The idea for the poem came when I was teaching a small intervention group and discussing an image with a student. We concentrated on the image at the top of this page. Once we’d done with our discussion I gave them time to write and given that it was in exam conditions, quickly found myself with little to do. So, I started jotting down notes about the image with the intention of adding them to the lesson for next time that I taught it.
The poem came later. I hadn’t yet used the notes, but came across them at the end of the day on a bit of paper while I was gathering up stray worksheets and stuff for recycling. I took it home – it was just some sentences and observations about the things in the image – and sat down with it later on to write the poem underneath.
Pushing Out to Sea As day breaks only the occasional whispered chatter of three tired fishermen, or a shambling step displacing pebbles on the track breaks the silence. Not quite day, not quite night, not quite still. At the shoreline they yawn and stretch before dragging their boats towards the shore and into the shallows, feet wet, limbs already aching. On the water, the light from each boat gives birth to a dappled golden fish reflected on the surface, stretching across the lake. Hopefully a good luck charm for a catch yet to come.

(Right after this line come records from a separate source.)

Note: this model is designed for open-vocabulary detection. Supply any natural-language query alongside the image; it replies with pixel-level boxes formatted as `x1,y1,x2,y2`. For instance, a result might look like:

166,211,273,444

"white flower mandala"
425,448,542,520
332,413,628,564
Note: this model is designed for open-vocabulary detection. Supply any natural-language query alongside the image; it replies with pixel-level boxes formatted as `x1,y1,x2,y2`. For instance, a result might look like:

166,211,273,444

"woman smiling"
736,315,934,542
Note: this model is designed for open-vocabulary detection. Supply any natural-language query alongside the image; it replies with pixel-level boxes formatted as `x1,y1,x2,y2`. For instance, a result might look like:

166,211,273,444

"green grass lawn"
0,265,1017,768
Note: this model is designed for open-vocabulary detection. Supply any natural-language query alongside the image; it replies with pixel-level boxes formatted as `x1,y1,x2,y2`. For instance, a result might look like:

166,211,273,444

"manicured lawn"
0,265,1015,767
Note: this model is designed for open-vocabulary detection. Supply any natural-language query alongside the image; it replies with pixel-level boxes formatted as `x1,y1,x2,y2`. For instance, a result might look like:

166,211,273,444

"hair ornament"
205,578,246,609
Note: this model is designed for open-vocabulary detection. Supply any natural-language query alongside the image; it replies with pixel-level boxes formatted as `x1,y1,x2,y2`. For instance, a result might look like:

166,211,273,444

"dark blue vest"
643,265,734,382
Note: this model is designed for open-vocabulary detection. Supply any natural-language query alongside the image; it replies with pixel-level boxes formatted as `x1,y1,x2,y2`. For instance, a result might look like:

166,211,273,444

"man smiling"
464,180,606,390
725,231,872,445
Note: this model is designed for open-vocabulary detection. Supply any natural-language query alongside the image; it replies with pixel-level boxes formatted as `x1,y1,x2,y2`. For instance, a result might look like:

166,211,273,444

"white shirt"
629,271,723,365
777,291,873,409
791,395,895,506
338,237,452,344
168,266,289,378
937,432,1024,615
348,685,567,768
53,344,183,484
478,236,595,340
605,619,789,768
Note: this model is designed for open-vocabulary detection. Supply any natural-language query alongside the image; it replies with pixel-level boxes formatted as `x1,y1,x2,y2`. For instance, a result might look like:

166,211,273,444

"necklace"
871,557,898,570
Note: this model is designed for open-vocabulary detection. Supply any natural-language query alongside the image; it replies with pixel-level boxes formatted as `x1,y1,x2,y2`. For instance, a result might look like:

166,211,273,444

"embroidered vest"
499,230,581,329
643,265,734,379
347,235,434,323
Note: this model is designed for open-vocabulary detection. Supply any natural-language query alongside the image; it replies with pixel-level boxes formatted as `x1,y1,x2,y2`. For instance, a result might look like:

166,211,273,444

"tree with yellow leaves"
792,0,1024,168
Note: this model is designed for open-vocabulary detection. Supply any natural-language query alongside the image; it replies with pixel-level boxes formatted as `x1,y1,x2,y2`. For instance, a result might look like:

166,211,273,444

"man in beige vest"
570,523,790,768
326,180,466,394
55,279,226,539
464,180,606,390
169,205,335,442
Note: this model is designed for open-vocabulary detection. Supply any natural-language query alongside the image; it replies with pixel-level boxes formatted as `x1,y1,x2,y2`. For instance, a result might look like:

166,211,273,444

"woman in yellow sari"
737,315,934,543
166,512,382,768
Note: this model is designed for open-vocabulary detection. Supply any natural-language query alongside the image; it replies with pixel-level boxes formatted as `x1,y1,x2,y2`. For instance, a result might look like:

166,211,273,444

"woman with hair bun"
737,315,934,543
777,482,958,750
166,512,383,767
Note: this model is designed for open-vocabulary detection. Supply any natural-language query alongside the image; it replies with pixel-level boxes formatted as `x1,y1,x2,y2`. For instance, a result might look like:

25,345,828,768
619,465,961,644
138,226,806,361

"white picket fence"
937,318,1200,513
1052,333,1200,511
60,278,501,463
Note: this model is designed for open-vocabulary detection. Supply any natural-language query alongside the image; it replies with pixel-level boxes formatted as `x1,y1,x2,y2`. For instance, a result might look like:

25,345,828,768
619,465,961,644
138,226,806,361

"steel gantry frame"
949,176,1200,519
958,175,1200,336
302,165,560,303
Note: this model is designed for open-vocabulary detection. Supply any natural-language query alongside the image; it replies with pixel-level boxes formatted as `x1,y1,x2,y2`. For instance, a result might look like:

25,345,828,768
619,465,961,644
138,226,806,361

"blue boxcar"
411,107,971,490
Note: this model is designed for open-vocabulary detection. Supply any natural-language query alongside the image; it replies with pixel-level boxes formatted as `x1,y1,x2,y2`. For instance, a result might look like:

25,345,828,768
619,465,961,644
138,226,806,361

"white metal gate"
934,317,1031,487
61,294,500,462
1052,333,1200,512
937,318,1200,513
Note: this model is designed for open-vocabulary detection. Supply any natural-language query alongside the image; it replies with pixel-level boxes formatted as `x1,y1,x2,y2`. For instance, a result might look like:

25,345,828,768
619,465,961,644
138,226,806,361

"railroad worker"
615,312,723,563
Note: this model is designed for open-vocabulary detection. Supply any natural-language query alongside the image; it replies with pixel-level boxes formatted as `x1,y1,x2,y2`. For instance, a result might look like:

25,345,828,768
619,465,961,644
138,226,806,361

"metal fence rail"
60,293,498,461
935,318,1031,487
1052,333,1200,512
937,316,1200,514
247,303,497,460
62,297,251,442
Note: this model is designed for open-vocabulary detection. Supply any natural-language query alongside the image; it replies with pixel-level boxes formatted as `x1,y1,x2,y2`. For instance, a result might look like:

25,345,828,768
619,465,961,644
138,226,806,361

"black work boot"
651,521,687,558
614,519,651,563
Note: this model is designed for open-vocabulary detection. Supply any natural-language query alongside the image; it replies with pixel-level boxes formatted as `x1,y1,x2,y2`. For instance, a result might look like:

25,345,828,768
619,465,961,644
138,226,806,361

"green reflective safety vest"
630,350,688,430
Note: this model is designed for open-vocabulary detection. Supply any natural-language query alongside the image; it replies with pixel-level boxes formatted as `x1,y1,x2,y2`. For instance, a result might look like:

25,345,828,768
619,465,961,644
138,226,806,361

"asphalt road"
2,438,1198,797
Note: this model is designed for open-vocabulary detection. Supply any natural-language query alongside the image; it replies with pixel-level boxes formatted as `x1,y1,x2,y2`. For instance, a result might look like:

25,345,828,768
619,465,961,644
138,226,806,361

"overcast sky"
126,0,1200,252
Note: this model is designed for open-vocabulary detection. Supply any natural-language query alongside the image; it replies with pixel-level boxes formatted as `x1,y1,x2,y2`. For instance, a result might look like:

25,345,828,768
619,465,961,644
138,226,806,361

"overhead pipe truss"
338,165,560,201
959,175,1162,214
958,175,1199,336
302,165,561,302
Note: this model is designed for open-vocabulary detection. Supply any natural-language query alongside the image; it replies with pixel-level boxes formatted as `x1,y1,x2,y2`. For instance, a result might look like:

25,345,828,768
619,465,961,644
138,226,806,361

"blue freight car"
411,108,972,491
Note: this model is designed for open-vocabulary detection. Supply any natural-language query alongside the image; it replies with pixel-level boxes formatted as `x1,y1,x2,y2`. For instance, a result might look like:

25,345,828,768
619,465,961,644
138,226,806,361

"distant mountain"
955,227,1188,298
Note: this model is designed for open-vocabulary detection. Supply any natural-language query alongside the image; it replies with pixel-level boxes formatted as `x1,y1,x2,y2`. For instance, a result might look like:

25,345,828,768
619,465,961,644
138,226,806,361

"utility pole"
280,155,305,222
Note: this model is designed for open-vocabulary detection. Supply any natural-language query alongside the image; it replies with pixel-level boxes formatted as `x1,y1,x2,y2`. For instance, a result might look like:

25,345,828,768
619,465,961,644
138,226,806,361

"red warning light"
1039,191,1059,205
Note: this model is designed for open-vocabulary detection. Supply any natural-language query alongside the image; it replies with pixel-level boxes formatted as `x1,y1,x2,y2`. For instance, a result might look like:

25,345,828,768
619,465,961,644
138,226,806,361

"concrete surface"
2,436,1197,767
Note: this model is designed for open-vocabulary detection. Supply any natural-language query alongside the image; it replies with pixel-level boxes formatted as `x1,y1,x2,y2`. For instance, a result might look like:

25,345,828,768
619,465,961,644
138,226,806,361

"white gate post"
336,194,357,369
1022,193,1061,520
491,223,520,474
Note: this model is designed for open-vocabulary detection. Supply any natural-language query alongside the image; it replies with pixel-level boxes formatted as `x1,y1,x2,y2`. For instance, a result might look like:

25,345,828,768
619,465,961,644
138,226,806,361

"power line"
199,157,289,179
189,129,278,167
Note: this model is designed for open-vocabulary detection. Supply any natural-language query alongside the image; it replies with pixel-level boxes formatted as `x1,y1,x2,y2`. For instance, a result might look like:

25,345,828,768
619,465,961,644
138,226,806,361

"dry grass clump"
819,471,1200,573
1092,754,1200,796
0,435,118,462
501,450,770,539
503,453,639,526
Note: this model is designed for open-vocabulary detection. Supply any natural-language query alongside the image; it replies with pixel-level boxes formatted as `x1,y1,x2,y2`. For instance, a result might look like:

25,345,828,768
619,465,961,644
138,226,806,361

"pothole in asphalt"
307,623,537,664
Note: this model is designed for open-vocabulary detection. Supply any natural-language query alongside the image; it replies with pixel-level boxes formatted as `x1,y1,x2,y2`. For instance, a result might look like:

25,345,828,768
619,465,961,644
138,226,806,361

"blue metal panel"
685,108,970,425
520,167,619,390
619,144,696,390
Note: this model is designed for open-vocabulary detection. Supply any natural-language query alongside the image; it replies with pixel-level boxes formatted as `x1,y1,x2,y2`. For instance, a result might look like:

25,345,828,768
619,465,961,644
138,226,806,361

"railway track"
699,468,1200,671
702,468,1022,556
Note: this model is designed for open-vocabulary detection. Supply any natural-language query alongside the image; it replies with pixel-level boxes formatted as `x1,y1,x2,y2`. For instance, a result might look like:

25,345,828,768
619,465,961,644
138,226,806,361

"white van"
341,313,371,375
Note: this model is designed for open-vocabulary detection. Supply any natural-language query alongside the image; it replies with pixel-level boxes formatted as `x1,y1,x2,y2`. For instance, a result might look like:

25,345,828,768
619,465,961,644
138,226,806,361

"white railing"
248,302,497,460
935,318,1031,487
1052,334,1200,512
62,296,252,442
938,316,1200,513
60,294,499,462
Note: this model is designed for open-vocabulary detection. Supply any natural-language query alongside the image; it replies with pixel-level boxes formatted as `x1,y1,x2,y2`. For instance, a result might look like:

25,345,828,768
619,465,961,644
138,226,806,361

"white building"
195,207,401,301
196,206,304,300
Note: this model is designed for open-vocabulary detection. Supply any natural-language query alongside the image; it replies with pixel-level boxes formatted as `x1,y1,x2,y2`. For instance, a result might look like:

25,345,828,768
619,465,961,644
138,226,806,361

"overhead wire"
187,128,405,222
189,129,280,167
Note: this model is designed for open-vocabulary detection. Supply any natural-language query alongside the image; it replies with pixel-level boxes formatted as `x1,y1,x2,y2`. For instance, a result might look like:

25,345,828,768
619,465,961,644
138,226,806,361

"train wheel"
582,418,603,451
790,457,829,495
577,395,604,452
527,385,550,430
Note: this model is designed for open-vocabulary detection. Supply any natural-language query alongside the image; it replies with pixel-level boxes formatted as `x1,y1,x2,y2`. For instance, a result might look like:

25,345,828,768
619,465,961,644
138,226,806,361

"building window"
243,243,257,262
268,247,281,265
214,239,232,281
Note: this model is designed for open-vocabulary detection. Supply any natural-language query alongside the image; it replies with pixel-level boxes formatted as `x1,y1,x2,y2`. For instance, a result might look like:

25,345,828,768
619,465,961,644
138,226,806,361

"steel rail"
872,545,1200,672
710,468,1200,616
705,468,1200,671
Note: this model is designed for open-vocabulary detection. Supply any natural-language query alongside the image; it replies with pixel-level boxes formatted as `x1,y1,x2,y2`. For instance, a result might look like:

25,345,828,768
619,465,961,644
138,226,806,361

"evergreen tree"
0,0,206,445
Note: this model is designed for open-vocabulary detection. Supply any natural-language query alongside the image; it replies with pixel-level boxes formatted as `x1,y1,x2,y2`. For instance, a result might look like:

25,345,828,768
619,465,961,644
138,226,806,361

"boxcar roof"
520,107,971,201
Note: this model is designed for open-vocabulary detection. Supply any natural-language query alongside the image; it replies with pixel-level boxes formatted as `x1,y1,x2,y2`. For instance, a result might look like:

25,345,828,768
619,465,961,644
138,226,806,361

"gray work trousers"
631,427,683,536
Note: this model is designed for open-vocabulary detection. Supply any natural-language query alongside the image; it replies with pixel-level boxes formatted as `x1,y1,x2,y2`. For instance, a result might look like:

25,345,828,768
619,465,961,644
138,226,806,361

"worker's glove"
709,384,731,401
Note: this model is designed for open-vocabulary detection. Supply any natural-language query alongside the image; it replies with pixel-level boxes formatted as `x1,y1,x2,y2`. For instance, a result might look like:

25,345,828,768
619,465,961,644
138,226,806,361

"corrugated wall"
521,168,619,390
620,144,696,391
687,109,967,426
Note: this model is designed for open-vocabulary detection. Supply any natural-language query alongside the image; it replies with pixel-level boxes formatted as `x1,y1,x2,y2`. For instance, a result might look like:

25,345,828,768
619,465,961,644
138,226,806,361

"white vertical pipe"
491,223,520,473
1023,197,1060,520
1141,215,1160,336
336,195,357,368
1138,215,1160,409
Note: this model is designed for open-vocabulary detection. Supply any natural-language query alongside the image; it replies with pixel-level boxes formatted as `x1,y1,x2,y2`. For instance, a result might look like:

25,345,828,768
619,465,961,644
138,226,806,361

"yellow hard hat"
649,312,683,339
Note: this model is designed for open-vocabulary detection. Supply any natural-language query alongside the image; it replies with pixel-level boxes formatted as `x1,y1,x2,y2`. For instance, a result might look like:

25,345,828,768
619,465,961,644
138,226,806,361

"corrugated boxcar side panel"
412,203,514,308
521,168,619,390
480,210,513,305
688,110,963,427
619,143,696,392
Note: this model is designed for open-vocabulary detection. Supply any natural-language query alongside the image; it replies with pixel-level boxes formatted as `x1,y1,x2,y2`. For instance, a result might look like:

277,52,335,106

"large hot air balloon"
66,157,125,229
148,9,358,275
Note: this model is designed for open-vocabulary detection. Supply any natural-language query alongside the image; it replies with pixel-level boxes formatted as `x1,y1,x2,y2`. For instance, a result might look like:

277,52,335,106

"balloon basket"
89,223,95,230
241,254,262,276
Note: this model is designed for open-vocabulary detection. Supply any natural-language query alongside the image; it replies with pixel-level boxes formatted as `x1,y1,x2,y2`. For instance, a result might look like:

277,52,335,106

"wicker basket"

The breaking sun spatters the dark of the sky with Jackson Pollock pinks, reds and oranges as a chill breeze welcomes the men to the water. Soon, the warmth of the sun will toast their bones again and make them feel alive.
I really liked the image. There was lots going on; the mountains in the background, the light on the water, the colours of the sky, the men and their boats. But as well as the image I found myself thinking about the sounds and what it would feel like to be there.
I decided to focus on the men and the reasons why they were there, deciding that this was work rather than some kind of hobby. I liked the idea of them making their way to the lake, still groggy from waking up and almost hypnotically going through the motions in order to get out on to the water. Sometimes, the body functions and then we look back and wonder exactly how we got to where we are. Or maybe that’s just me. I don’t mind mornings, but I find that I’m not the most sparkling company at that time of day and going through the motions is very much my way of operating until a certain point. This made me draw parallels with the fishermen and I decided that in the same way as a class coming in to my room can be like flicking a switch for me, they would only really switch on when they’d got to their destination and started fishing for the day. By that time, the sun would be up.
I didn’t want to write a long poem that took in their fishing simply because I haven’t much idea how they would go about fishing. It doesn’t look like a rod based activity, judging by the image, so I thought better of trying to guess. I was satisfied with what I’d got down up to that point and that the poem had quite a positive ending.